During my years as a teacher, two of my former principals and many colleagues described me as having the patience of Job—an Old Testament character known for enduring undeserved suffering.
Such was NOT the case today at the food bank where I volunteer one morning a week.
A homeless woman came in seeking a two-day supply of food. One of the intake volunteers asked her if she wanted tea or coffee; she declined. A second intake volunteer asked her if she had the means for cooking (microwave, stove, etc); she did not. The first volunteer, hearing this, inquired about any special food requests and again, twice more, queried about tea or coffee.
The time was near for me to depart anyway, so I quietly left yelling in my head, “how many times are you going to make that poor soul acknowledge that she doesn’t even have the resources to boil a cup of water?”
This particular volunteer is a perfectly pleasant person; humiliation was not her intent. I know she was just trying to be thorough; possibly she was having an off day, maybe she did not have the ability to infer (highly unlikely), or maybe she just wasn’t listening.
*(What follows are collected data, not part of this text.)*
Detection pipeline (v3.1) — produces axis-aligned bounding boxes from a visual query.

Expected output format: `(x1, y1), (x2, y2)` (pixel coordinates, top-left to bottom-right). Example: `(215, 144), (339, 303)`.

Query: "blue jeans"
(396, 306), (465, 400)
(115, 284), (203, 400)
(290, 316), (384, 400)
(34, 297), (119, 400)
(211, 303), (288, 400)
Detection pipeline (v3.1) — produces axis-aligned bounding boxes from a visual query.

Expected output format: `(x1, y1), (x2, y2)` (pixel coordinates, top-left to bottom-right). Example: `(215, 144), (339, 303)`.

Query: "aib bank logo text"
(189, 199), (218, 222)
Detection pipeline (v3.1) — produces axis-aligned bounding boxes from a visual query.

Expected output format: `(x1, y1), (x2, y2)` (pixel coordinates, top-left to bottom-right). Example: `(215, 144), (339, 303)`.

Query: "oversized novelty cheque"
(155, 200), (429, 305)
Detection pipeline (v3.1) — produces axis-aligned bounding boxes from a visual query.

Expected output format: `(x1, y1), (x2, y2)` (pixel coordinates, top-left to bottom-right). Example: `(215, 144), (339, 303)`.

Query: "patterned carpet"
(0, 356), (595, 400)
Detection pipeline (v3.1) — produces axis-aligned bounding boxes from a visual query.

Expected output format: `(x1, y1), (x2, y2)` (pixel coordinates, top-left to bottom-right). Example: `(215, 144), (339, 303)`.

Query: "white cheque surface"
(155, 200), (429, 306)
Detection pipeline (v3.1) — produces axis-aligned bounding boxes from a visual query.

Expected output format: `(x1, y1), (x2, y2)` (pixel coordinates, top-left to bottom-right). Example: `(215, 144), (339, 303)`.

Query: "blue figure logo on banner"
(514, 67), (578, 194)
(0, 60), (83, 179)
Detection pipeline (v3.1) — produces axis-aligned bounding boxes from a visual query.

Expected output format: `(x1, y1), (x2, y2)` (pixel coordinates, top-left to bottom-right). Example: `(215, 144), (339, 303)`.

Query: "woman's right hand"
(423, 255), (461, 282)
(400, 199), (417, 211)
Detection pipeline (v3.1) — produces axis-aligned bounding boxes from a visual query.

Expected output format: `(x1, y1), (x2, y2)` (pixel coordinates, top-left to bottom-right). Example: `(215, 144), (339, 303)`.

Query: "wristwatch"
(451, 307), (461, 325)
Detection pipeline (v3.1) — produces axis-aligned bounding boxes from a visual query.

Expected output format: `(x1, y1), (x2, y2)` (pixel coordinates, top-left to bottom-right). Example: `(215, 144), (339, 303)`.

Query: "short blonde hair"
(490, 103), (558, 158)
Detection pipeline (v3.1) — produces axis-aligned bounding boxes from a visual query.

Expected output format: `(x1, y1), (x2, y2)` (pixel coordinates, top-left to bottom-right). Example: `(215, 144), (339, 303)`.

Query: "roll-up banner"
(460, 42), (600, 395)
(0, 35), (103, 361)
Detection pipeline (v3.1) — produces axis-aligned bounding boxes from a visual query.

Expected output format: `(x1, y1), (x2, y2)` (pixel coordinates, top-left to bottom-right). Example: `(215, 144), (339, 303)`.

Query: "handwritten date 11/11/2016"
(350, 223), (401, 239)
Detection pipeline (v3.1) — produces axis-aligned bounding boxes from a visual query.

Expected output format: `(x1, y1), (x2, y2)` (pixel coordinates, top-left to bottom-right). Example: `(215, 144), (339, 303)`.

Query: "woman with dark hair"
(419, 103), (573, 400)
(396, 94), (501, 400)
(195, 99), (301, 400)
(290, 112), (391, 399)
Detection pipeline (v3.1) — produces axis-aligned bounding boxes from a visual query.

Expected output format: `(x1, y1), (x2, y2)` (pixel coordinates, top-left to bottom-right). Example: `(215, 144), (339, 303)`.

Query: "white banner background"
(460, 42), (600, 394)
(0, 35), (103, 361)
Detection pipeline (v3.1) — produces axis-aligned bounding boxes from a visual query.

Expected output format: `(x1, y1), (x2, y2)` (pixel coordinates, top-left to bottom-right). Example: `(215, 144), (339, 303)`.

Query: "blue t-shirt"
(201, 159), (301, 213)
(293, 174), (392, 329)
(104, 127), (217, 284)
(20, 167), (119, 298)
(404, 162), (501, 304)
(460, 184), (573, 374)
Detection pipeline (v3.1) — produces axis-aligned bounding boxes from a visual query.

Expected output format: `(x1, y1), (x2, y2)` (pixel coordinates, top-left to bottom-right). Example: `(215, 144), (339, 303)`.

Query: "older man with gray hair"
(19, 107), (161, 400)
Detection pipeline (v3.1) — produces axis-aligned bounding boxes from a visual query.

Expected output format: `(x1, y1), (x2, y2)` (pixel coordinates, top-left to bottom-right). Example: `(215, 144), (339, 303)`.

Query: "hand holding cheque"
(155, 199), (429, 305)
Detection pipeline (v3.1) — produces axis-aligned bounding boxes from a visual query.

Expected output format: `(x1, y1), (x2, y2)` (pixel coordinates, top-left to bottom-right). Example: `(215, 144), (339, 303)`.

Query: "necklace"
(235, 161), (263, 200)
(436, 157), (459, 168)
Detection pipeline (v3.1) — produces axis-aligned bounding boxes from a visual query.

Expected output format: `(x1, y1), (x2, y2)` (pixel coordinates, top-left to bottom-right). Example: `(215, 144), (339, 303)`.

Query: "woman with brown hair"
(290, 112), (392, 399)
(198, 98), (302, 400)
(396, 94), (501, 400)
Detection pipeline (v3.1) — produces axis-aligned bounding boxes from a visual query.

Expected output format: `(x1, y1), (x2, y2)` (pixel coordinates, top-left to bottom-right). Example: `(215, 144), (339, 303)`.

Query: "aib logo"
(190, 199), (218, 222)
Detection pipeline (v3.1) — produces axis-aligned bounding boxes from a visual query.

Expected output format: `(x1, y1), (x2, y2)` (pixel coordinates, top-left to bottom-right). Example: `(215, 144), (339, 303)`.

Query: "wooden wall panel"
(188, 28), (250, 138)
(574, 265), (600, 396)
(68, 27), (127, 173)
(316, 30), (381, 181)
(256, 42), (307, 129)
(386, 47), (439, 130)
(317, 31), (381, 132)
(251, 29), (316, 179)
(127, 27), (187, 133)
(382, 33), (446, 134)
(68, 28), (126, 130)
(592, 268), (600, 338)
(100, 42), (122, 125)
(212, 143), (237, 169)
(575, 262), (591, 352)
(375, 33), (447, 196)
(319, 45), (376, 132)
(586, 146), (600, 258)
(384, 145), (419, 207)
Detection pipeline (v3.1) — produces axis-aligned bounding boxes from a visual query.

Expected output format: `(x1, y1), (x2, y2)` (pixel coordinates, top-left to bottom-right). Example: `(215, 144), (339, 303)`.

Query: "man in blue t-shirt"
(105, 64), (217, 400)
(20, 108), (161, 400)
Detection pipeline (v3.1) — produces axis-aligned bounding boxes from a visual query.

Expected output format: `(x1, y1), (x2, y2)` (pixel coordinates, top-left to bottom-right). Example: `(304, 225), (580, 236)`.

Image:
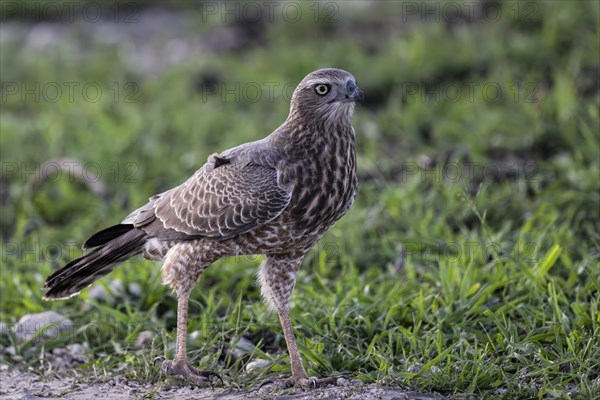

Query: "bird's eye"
(314, 84), (330, 96)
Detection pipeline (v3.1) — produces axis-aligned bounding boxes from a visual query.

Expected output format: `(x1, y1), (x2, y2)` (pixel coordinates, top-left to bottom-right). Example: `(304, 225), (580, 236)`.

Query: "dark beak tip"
(355, 89), (364, 103)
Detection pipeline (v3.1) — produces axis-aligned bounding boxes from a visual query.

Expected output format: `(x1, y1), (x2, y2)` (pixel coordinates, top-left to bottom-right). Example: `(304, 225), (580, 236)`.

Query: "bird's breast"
(283, 138), (357, 233)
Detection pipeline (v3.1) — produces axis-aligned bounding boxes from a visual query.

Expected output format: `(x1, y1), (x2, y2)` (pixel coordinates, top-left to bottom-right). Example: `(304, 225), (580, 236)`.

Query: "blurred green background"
(1, 1), (599, 398)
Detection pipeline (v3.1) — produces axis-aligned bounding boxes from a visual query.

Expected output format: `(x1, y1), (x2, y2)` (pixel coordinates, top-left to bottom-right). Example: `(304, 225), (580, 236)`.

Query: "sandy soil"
(0, 368), (446, 400)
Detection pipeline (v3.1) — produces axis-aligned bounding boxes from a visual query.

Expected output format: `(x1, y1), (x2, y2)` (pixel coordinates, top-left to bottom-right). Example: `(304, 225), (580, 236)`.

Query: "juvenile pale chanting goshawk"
(44, 68), (363, 387)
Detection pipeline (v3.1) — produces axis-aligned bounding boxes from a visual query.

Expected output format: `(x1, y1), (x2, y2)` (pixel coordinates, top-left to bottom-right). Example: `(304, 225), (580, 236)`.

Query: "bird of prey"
(44, 68), (363, 387)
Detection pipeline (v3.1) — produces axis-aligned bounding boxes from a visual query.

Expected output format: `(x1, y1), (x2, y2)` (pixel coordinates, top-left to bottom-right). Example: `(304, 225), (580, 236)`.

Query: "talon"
(312, 376), (340, 387)
(158, 358), (223, 386)
(188, 364), (223, 385)
(204, 370), (224, 385)
(299, 376), (317, 389)
(153, 356), (165, 365)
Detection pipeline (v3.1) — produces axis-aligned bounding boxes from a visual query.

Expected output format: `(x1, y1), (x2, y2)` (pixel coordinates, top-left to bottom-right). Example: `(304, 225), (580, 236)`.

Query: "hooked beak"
(346, 80), (364, 103)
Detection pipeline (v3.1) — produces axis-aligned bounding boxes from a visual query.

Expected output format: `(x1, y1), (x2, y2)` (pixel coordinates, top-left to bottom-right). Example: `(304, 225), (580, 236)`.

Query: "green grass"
(1, 1), (599, 399)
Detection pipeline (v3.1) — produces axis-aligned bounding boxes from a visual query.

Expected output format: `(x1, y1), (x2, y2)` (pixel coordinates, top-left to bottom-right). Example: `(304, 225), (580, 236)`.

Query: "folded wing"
(138, 162), (291, 240)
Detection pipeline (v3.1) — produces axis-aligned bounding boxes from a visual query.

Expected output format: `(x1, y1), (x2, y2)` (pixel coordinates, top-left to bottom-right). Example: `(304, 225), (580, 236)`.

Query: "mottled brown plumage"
(44, 68), (363, 387)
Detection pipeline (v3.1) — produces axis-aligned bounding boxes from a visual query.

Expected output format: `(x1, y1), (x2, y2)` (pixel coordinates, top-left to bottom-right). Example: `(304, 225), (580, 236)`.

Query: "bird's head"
(288, 68), (363, 125)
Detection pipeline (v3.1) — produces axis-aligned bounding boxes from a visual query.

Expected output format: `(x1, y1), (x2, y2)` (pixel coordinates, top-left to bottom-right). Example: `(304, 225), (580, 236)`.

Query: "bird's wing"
(137, 159), (291, 240)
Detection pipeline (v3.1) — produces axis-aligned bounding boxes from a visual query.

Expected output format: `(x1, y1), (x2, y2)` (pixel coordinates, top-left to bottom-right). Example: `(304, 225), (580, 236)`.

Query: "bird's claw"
(158, 358), (223, 387)
(298, 376), (341, 389)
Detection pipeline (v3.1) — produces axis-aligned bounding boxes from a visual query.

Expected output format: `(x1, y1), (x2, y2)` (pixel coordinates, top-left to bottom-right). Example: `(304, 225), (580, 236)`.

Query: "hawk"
(44, 68), (363, 387)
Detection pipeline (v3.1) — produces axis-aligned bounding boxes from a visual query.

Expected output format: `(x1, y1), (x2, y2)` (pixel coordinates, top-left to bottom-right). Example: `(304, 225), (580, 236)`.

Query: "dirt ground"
(0, 368), (446, 400)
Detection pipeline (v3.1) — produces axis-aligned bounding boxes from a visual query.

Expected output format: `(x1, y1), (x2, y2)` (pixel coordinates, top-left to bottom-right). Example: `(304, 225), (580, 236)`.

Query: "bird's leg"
(159, 292), (222, 385)
(278, 306), (309, 381)
(158, 246), (222, 385)
(258, 255), (339, 389)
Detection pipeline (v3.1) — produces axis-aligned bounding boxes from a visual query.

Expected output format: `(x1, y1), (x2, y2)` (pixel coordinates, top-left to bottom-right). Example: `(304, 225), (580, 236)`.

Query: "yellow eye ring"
(314, 84), (330, 96)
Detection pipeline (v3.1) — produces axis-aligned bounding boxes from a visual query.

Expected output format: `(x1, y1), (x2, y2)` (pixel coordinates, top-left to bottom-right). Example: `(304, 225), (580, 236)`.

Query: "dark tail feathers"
(43, 225), (146, 300)
(83, 224), (136, 249)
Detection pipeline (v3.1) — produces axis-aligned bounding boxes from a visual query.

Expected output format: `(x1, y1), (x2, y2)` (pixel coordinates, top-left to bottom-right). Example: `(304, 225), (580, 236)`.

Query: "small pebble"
(230, 336), (255, 359)
(14, 311), (73, 344)
(337, 377), (349, 386)
(128, 283), (142, 297)
(6, 346), (16, 356)
(245, 358), (271, 373)
(67, 343), (90, 363)
(135, 330), (154, 348)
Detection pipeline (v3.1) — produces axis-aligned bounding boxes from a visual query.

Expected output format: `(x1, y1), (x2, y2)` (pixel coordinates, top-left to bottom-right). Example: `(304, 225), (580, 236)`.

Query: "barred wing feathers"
(148, 162), (291, 240)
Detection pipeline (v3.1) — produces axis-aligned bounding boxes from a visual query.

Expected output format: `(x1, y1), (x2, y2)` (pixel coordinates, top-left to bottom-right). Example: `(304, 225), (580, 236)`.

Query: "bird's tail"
(43, 225), (147, 300)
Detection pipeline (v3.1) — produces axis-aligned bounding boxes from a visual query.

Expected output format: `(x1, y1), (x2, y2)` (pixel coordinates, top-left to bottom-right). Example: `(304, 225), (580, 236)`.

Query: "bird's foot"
(260, 375), (342, 390)
(155, 357), (223, 386)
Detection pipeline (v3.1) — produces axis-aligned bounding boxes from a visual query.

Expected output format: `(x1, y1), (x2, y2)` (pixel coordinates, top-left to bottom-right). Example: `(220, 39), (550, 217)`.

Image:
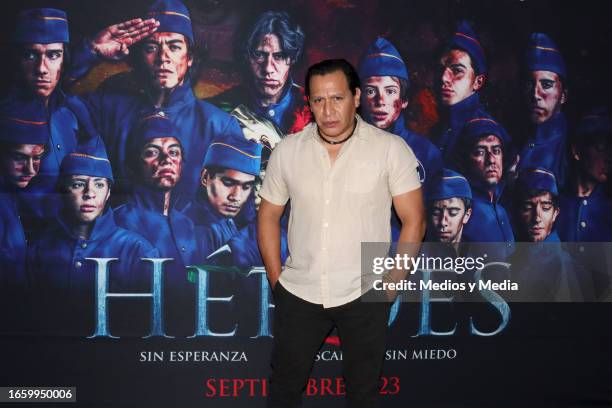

Therein lies the rub for me.
As an introvert, I have been repeatedly dismissed as shy, too sensitive and too quiet—as if there is something wrong with being quiet (or sensitive and shy, for that matter).
Or beloveds who think they know what I’m going to say and begin speaking before I have finished my thought—they are so busy thinking about how they are going to respond, they aren’t really listening to me in the first place.
Many verses in the Bible (a few here in no particular order) speak to listening and using words appropriately.
Proverbs 25:11–Like apples of gold in settings of silver is a word appropriately spoken.
James 1:19—Therefore, my dear brothers, let every person be quick to listen but slow to speak, slow to get angry.
Proverbs 15:23—To make an apt answer is a joy to a man, and a word in season, how good it is.
Proverbs 10:19—When words are many, transgression is not lacking; but whoever restrains his lips is prudent.
Proverbs 15:28—The mind of the righteous thinks before speaking, but the mouth of the wicked spews out evil stuff.
Perhaps the most sagacious is Matthew 12:36-37, “Moreover, I tell you this, on the Day of Judgement people will have to give account for every careless word they have spoken; for by your own words you will be acquitted, and by your own words you will be condemned.”
Jesus had just cured a demon-oppressed man and the Pharisees were inciting that, “It is only by Beelzebub, the prince of demons, that this man casts out demons.” To which Jesus responds with several parables one of which is a tree being know by its fruit.
Even at face value, these verses from Matthew should give cause for pause.
I wonder . . . how different life would be if we truly took the time to speak sparingly and listen intently.
We might truly hear what’s not being said.